The retrofitted Movitz uses extremely super-advanced Nilar nickel-metal-hydride (NiMH) 180 kWh batteries, which deliver high power instantly and can be charged extremely quickly from a 300 kW charging station (to be upgraded to 600 kW). The batteries have a tailor-made battery management system (BMS) and a guaranteed minimum life of 5-7 years or 25 000 charging cycles. The ferry can be charged in 10 minutes and run for an hour. There are plans to introduce inductive charging which would allow batteries to be charged in 2-3 minutes during stops.
Another interesting example is offered by Ampere, the first electrically-powered car ferry that started operating a regular route in Norway in May 2015. Capable of transporting up to 120 cars and 360 passengers, Ampere crosses a 6 km stretch of water 34 times a day in Sognefjord, north of Bergen.
The vessel’s two 450 kW electric motors are powered by lithium-ion batteries with an overall output of 1 000 kWh and a weight of 10 tonnes.
The batteries are charged in 10 minutes from a 260 kWh lithium-ion battery pack installed at each pier and acting as a buffer power source, since the local power grid is only designed to supply electricity to small villages and so is relatively weak. The buffer batteries are then slowly recharged while the ship is crossing and the ship's batteries are recharged directly with hydropower from the grid at night after the ferry stops operating.
A conventional ferry travelling the same route would burn a million litres of diesel fuel each year, emitting nearly 2 700 tonnes of CO2 and 40 tonnes of NOx in the process.
Standardization work by IEC TC 18 and IEC SC 18A: Electric cables for ships and mobile and fixed offshore units, is central to the further development of electric power for ships.
Other IEC TCs and SCs playing an important role in flagship vessels like Ampere and Movitz include IEC TC 2: Rotating machinery, which develops International Standards for the type of machinery used in electric motors.

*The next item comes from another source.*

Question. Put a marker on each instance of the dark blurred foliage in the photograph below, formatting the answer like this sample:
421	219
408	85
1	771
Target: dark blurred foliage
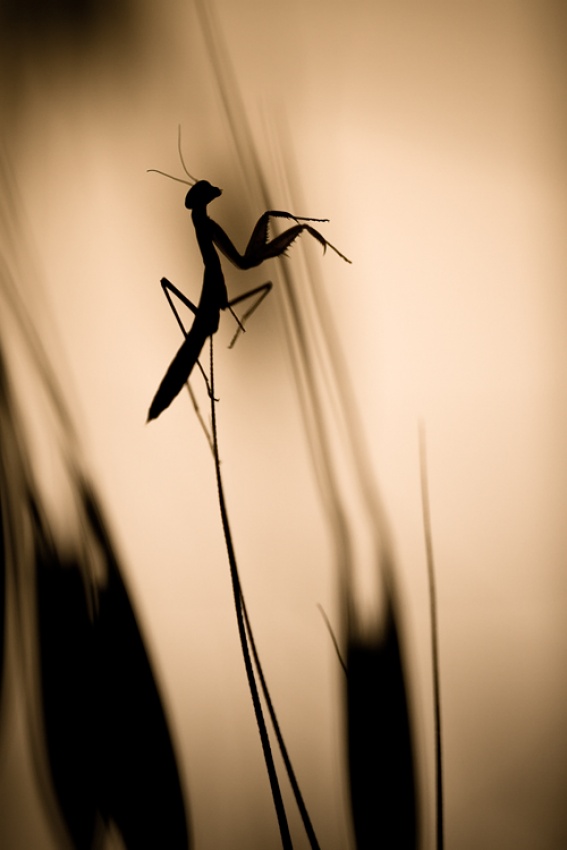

Ampere is also fitted with further systems designed to optimize energy consumption. They include LED lighting, solar photovoltaic (PV) panels and a heating, ventilation and air conditioning (HVAC) system using a waste heat recovery system.
The performance and safety aspects of HVAC systems are ensured by the SCs of IEC TC 59: Performance of household and similar electrical appliances, and IEC TC 61: Safety of household and similar electrical appliances, which develop the relevant International Standards.
Public policy to play a significant role
National and local authorities are weighing in to force transport operators on land, water and in the air to clean up their acts. This applies initially to diesel vehicles, but traffic on inland waterways is likely to be next in line.
Public tenders for ferry lines in Norway stipulate emission-free technology whenever possible.
The future propulsion systems of ships will be different, but are set to include a greater share of electric power in the overall energy mix, including hybrid diesel electric or combined gas and steam turbine, driving an electrical propulsion system, in addition to full electric.
Norway, with more than 100 ferry lines for short routes, is likely to adopt more full electric or hybrid electric vessels in years to come. This assessment was confirmed by Remi Eriksen, CEO of Norway-based international certification body and classification society DNV GL, who estimated in 2014 that “short sea shipping will see much more use of batteries in the next 10 years”.